Reply To: Symbol(on)s of Love,” with Professor Mark C.E. Peterson”
Hi Stephen,
Great to be with you again here in COHO and looking forward to hearing from our conversational colleagues!
Wow, right? Plato’s Symposium weaves together ideas about love, the nature of the erotic, our relationships with each other and, as you suggest here, our relationship to work we love.
I think I’d like to say more about the nature of the erotic and how it ties in to the work we love, but first, you’ve triggered another tangent. :^) This idea of doing the “work we love,” our task as a human being, the work we could characterize as the work that belongs to us almost as a foundation of our lives, is the Greek word ergon. When we think about work we love, it feels as if we are fulfilling our own deepest function as a human being, and when we do our work properly, when we fulfill our function properly, this pops up another critical term in Greek philosophy, arete. Arete is typically translated as “virtue.”
If I turn all of this back into English, Plato would say that we can live virtuously, like a virtuoso, when we fulfill our best function — do that work most appropriate to us. And how do we do we become virtuosos of our own lives?
We look for what’s been missing in our approach to life, and in ourselves.
That’s a real Cook’s Tour, but you can see how this loops back into our discussion of symbols.
I think it’s worthwhile having a look at how the erotic ties into this question.
The definition of “erotic” has been diminished into mere sexual experience, but that’s not what it is. At some point in anyone’s life, after a sufficient amount of sexual experience, you come to realize that some sexual experiences are erotic but that some are not. So what’s the erotic component here? I think the best way to describe the erotic is the edginess, that sublime anxiety, that comes from intimacy. I like thinking about this as edginess because the primary symptom of the erotic is the feeling of being dragged out to the edge of who we think we are. Anyone who’s been truly in love has had the experience of thinking to themselves – and brace yourself for the cliché – “I never knew I could be like this.”
It is terrifically windy, and anxiety producing, to be dragged out to the edge of who you think you are. The first thing you discover is that there is a lot more to you than you thought there was – a universe you have been missing.

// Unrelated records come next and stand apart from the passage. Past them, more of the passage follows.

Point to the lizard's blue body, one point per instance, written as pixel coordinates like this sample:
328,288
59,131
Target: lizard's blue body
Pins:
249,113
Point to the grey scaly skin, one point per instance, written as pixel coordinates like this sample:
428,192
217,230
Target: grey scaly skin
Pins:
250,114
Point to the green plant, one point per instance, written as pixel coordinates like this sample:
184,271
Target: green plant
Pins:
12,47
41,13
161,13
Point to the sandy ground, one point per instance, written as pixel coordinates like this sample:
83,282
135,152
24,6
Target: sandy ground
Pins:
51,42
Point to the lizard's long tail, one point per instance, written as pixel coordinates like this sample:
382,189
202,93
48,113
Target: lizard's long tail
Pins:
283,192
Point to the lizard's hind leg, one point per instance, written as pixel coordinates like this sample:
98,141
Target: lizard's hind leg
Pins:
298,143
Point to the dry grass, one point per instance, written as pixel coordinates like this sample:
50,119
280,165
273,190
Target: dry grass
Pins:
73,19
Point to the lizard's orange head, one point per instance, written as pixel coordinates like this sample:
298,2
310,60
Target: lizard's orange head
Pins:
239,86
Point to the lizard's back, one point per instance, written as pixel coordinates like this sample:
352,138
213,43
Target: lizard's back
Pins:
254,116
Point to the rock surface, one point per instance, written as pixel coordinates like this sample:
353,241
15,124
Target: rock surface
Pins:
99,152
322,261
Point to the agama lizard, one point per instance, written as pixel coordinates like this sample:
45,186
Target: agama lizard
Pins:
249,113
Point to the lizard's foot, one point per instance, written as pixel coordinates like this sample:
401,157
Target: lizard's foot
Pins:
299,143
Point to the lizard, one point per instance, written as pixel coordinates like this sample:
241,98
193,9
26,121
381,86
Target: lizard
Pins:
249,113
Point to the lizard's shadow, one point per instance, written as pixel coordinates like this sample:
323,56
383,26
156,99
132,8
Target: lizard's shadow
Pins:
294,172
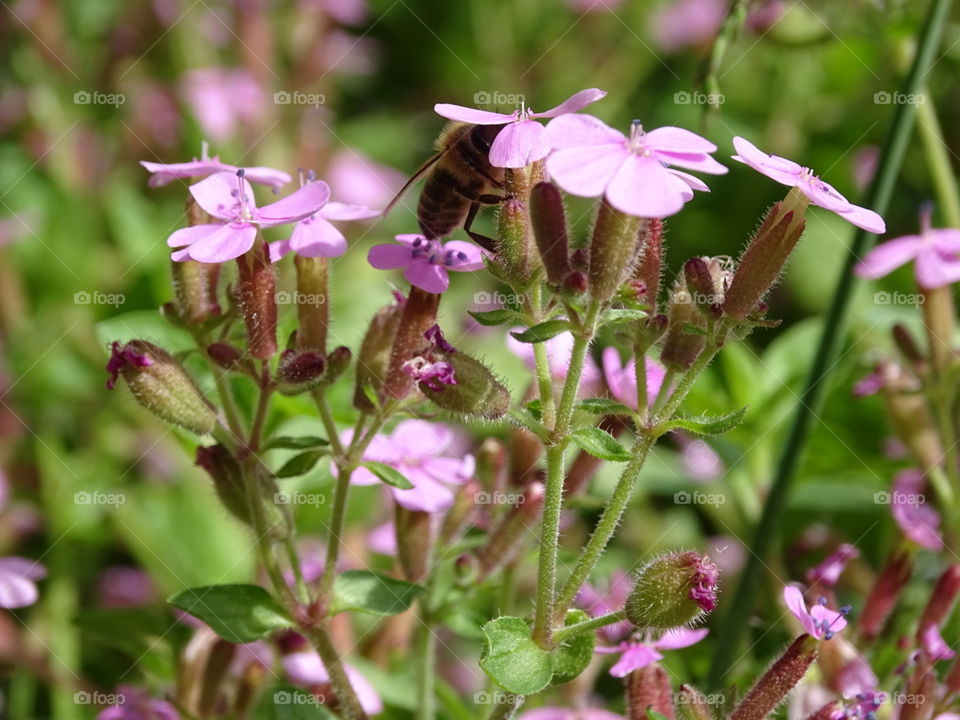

Plenty of perfectly sensible people will immediately retreat from this experience back into the comfort of their own, less anxious and more mundane, lives but — if we’re lucky — we discover that this razor’s edge is exhilarating and satisfies a need deeper than we knew we had. It becomes a hunt, an adventure, to find those pieces of ourselves out there beyond who we think we are now. And so, in a serious way, our understanding of ourselves and our lives, to satisfy Plato’s understanding of virtue, must always be symbolic – in the sense that we recognize our own incompleteness, look for what’s missing, and endure the sublime anxiety required.
This wondering about things, committing ourselves to follow the things we love, out there beyond what we know, can easily lead us astray — but I think the greater danger lies in never leaving the house. :^)
That should get us started! I’m looking forward to hearing from everyone.